We can now create two plots and simply plot the p-values.

Code
compare_plot_one <- ggplot(pvalue_df, aes(x = deseq_padj, y = wilcox_padj)) +
       labs(x = "DESeq2 adjusted p-value", y = "Wilcoxon test adjusted p-value") +
       geom_count() +
       scale_size_area(max_size = 10) +
       theme(text = element_text(size=18))

compare_plot_one
Code
compare_plot_two <- ggplot(pvalue_df, aes(x = deseq_padj, y = maaslin_padj)) +
       labs(x = "DESeq2 adjusted p-value", y = "MaAsLin2 adjusted p-value") +
       geom_count() +
       scale_size_area(max_size = 10) +
       theme(text = element_text(size=18))

compare_plot_two

TASK Could you improve the above plots by applying logarithmic scaling?

Code
compare_plot_two + scale_y_continuous(trans='log10') + scale_x_continuous(trans='log10')
Code
print(paste0("Wilcoxon test p-values under 0.05: ", sum(pvalue_df$wilcox_padj<0.05, na.rm = TRUE), "/", length(pvalue_df$wilcox_padj)))
print(paste0("DESeq2 p-values under 0.05: ", sum(pvalue_df$deseq_padj<0.05, na.rm = TRUE), "/", length(pvalue_df$deseq_padj)))
print(paste0("MaAsLin2 p-values under 0.05: ", sum(pvalue_df$maaslin_padj<0.05, na.rm = TRUE), "/", length(pvalue_df$maaslin_padj)))

TASK Which method provides the most significant taxa and which tool would you prefer?

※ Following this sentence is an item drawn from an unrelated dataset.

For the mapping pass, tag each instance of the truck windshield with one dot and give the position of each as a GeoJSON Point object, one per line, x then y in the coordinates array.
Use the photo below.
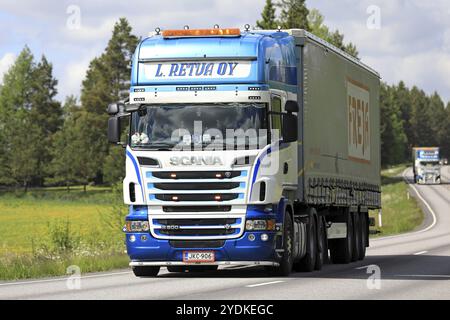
{"type": "Point", "coordinates": [212, 126]}
{"type": "Point", "coordinates": [429, 163]}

TASK for when you have time: Can you perform the Wilcoxon test on the rarefied count data similar as for the CLR transformation?

Code
#rare_members(subset.ps)
wilcox_rare <- ps_filtered %>%
    rarefy_even_depth(rngseed = 123) %>% # Perform rarefication
    otu_table() %>% 
    t() %>% # transpose the otu_table
    as.data.frame() %>%
    mutate(grouping=sample_data(ps_filtered)$country)    %>%
    rownames_to_column("sample_id") %>%
    pivot_longer(cols = c(-sample_id,-grouping), names_to = "taxa", values_to = "abundance") %>%
    group_by(taxa) %>%
    summarize(
        p_value = wilcox.test(abundance[grouping == chosen_countries[1]], abundance[grouping == chosen_countries[2]])$p.value,
        countryone_mean=(mean(abundance[grouping == chosen_countries[1]])),
        countrytwo_mean=(mean(abundance[grouping == chosen_countries[2]]))
    ) %>%
    # Adjust p-values with Bonferroni correction
    mutate(p_adj = p.adjust(p_value, method = "bonferroni"), .before = countryone_mean) %>%
    arrange(p_adj)

wilcox_rare

TASK for when you have time: Can you plot the Wilcoxon test results based on rarefied count data?

Code
options(repr.plot.width = 12, repr.plot.height = 8, repr.plot.res = 100) #Set the plot size

mostsign_rare <- wilcox_clr %>%
                    arrange(p_adj) %>%
                    pull(taxa) %>% # Store the name of most significant taxa
                    .[1] # Take the first value
mostsign_rare

tansf.df %>% 
    select(counts=matches(mostsign_clr), "grouping") %>% #replace mostsign_clr with a taxa you would like to plot
    ggplot(.,aes(x=grouping, y=counts))+
    geom_boxplot()+ #make a simple boxplot
    geom_jitter()+ #add jittered points to the plots
    #stat_compare_means(method = "wilcox.test")+
    theme(text = element_text(size=28))+
    ylab(paste0("Abundance of ", mostsign_clr )) +
    xlab(element_blank())

What difference can you observe between the different statistical results based on the rarefied and CLR transformed data?